Ahi non gelo, calore della morte!
Addio, tetti felici della patria
A me perduta. Nel funereo manto
In cui m’abbatto, la mia cera è il pianto.
O primi gigli presso i morti piedi
E funeste viole. Non la terra,
Nella dorata immensità, ma quella
Vagante luce di purpurea stella!

Verso la metà del 1942 sono già in fase d’elaborazione i testi che formeranno il volume di "Fisarmonica rossa" (Darsena, Roma, 1945), un’opera che segna la radicale opzione di poetica a favore del realismo.
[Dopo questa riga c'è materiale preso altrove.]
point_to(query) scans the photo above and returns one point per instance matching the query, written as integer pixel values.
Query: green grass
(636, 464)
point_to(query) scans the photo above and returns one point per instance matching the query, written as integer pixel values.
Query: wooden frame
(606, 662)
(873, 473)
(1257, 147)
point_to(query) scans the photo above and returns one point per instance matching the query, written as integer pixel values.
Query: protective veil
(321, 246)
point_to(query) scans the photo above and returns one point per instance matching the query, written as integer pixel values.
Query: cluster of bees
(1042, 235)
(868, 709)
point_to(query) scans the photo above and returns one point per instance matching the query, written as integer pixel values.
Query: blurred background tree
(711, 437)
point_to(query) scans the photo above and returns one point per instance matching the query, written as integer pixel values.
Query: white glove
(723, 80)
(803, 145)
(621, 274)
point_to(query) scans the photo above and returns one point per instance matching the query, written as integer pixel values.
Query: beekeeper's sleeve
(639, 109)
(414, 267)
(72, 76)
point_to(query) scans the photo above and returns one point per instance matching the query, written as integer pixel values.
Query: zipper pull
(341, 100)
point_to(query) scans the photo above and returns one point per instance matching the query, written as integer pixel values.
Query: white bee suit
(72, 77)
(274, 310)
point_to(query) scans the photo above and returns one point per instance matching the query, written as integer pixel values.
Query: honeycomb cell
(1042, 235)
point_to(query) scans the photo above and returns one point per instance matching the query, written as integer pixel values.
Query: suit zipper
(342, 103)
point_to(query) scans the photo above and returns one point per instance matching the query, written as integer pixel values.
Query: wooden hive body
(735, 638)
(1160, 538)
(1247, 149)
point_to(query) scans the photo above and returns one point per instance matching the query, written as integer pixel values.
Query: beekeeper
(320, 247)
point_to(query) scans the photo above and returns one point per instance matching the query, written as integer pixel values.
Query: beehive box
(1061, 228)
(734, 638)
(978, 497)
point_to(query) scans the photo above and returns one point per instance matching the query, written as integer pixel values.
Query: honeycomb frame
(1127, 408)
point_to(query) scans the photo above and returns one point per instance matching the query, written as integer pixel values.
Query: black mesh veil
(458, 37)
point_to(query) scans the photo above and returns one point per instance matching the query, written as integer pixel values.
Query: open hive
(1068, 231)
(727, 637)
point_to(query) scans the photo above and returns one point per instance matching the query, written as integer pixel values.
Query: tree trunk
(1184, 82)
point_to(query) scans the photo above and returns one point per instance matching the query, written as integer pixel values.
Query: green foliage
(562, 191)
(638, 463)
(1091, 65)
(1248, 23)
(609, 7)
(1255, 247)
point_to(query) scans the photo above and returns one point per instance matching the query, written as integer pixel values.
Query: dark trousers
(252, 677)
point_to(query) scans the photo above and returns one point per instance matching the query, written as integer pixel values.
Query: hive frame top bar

Ma il distacco psicologico dall’esperienza di vita e di poesia finora accettata supinamente e vissuta come rifugio del proprio io che,gratificato dal suo destino d’eccezionalità,ritiene giustificabile un isolamento dorato con la scrittrice famosa, con quel tanto di edipico che si riscontra nel rapporto Matacotta - Aleramo, è precedente alla scrittura e viene fatto risalire, dallo stesso Matacotta, alla metà del 1940:

Per la prima volta, nella mia vita, si formò quel giorno una reazione concreta, dentro di me, contro quel mondo aristocratico. Conversandone con Bella, m’accadde di pronunciare una parola che non avevo mai ancora pronunciata, almeno in quel preciso nuovo senso, dico la parola classe, dandole un senso strettamente economico e sociale, non più numerico o altro senso del genere. Dissi classe dei poveri, e solo più tardi scopersi che questa parola classe noi generalmente l’adoperiamo per dire classe scolastica o classe 1918 quando si parla di soldati, ma questa parola aveva un altro senso almeno da un secolo, ma un senso di cui in Italia tutti parevano essersi dimenticati, e Bella fece il nome di Marx e io dissi che Marx lo avevo adoperato il primo anno di ginnasio in casa per fare gli esercizi di analisi logica, un vecchio libro spaginato del nonno e che dopo d’allora la parola classe era scappata via dal mio vocabolario come una tignola spaventata... Era come una specie di balbettio nuovo, in una lingua nuova. Ero molto impressionato. Le domande si accavallavano via via di giorno in giorno, settimana dopo settimana... A quale classe, dicevo, appartengo io, per esempio? A quale classe Bella? A quale classe appartiene questa donnicciuola che viene a prestarci i servizi?... Non sapevo rispondere nemmeno sulla classe alla quale appartenevo io stesso, gli anni i libri la cultura le esperienze facevano fumo addosso alla mia origine.....
Tu, dico a Bella, a che classe appartieni?
Bella mi guardò, un poco compatendomi per quel mio arzigogolare su un problema che secondo lei mancava di fondamento. A quale classe debbo appartenere, dice lei. A nessuna classe. I poeti non appartengono a nessuna classe. Perché questo è il destino sublime della poesia, essere al di sopra delle classificazioni umane... Essa accettava in sé senza nemmeno discuterlo questo assioma romantico e disperato...Tutta la poesia contemporanea faceva eco a questa congettura arbitraria, cantando paradisi perduti e la disperazione di un mondo nel quale la sola speranza era la parola lirica che oscilla come una colomba sopra l’universale diluvio. Non una fede, una certezza di redenzione umana o comunque di liberazione dalla povertà dell’angoscia. I poeti cantano per se stessi, sono uomini soli. A tale dichiarazione di rinuncia suprema io stesso m’ero sottoscritto.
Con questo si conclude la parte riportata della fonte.